Enter Fred Barton, budding composer-lyricist-author-actor-singer-musician, armed with a penchant for triple entendres, triple rhymes, honky-tonk rhythms, and determined to revive the long-dormant special-material comedy song tradition. In Miss Gulch, he finds the ideal icon for today's disillusioned souls, the perfect symbol of the frustrated aspirations of our age. He furnishes himself with an armful of devastating new songs, a tastefully outrageous black dress, a wig, a hat, a wicker basket, a grand piano, and voila: Miss Gulch Returns! And Mr. Barton does the old girl proud. All her dreams finally come true: long-running New York engagements rife with raves, guest appearances in cities from coast to coast... a cult following of her own... and, of course, the album!

Miss Gulch is back in all the glory Hollywood denied her. She sings (at last!). She plays a mean piano (and what other kind?) She gives us the dirt. She dumps Hollywood and gives the real world a try – and lands a job as well as the next man (and lands the next man, as well). She lays her soul bare, and yours if you dare. So turn on the phone machine, turn Judy's picture to the wall, turn up the volume, and welcome to the wit and wisdom of Miss Gulch – “Entertainess Extraordinaire!”


MISS GULCH RETURNS! is my musical comedy valentine to the romantically disenfranchised. In this vivisection of a stereotype, a contemporary sophisticate trades identities with the infamous curmudgeon, now liberated from her two-dimensional image on the screen. She dismantles her own stereotype in a new, unlikely profession – cabaret entertainer!

"I'm A Bitch" is her theme song – Miss Gulch knows who she is and she loves every minute of it. "Pour Me A Man" is the hit song – something Fats Waller might have written if he were a elderly lady sitting in a bar without a date. She can have every liquid entertainment the bartender knows how to make – except the one she wants the most.

But the big song is "Everyone Worth Taking's Been Taken." Ever been surrounded by happy couples at a party? Or looked at the Wedding Announcements page? How dare people ram their happiness in our faces! If they want to be happy, that's their own private business, but do they have to rub our faces in it? That's the Miss Gulch in all of us – the only romantic stimulation she gets is from a bicycle.

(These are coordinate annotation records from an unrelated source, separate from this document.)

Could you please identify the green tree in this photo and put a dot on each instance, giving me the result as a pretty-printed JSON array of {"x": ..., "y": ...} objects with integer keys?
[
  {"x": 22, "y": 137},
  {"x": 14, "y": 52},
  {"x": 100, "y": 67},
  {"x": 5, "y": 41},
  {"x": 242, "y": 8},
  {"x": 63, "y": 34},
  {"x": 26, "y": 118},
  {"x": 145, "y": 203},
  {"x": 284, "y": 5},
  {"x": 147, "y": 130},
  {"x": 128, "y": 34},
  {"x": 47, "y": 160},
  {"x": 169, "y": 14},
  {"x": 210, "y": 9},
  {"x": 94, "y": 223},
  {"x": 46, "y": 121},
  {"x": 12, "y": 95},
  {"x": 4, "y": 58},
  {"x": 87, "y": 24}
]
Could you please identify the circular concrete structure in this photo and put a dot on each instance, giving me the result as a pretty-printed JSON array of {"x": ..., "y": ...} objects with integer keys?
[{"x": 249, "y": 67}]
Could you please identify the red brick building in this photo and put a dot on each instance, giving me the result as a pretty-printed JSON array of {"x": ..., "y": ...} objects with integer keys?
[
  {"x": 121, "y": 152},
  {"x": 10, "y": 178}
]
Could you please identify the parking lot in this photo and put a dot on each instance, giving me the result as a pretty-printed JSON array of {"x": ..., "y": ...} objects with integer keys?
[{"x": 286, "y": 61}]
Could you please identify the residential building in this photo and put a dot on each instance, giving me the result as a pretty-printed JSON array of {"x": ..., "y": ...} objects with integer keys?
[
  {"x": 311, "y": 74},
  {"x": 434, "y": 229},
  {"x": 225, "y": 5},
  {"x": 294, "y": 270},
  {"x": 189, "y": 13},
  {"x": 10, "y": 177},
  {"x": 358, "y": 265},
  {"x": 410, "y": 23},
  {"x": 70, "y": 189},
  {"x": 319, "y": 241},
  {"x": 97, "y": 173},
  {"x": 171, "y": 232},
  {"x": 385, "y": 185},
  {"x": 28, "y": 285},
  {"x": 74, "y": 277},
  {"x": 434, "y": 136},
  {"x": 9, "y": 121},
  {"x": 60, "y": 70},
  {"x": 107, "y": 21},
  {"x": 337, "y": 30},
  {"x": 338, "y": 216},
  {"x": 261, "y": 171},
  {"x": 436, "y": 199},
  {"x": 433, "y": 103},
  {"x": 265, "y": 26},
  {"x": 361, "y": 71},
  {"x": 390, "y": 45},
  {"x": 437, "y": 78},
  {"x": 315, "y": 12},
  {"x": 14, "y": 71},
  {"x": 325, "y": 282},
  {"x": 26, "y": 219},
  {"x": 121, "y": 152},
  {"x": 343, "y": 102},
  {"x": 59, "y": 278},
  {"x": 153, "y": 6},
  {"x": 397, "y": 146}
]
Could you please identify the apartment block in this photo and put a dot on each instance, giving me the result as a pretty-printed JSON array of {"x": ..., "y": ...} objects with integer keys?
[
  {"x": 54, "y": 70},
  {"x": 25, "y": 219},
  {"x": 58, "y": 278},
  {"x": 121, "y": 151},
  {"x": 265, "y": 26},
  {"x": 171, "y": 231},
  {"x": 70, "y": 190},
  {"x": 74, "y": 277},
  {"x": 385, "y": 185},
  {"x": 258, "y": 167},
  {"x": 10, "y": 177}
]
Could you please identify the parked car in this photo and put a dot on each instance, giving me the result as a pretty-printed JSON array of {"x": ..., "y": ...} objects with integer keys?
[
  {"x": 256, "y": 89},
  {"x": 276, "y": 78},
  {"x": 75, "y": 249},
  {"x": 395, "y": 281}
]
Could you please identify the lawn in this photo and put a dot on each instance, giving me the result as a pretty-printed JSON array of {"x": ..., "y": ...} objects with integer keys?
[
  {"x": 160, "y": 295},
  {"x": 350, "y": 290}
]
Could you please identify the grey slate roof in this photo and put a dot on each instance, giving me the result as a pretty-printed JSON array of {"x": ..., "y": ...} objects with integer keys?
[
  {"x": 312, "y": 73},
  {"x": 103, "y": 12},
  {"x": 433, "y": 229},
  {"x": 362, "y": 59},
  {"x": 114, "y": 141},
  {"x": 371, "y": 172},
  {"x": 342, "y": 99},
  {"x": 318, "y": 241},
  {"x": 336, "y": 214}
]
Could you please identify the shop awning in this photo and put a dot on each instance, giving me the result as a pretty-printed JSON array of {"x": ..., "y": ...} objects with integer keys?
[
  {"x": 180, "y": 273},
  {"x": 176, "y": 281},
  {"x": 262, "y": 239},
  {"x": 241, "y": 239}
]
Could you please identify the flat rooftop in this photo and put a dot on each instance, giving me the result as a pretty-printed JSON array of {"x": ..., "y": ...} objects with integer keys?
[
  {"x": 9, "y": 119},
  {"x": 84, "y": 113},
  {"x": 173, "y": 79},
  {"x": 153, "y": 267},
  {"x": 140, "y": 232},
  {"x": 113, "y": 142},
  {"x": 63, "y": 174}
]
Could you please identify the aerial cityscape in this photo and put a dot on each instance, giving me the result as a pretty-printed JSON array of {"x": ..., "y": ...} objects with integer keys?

Here are two of my favorite reactions I've gotten from the show. A young, single professional woman came up to me after the show and said, "How did you know what it's like?" "Believe me," I answered, "I know what it's like."


After one performance, a fellow said to me, "I've never seen anyone put on such a ridiculous get-up and become so naked on stage." I’m not sure they got that comment down at NAKED BOYS SINGING.

Fred Barton

Fred Barton and Fred Barton in MISS GULCH RETURNS!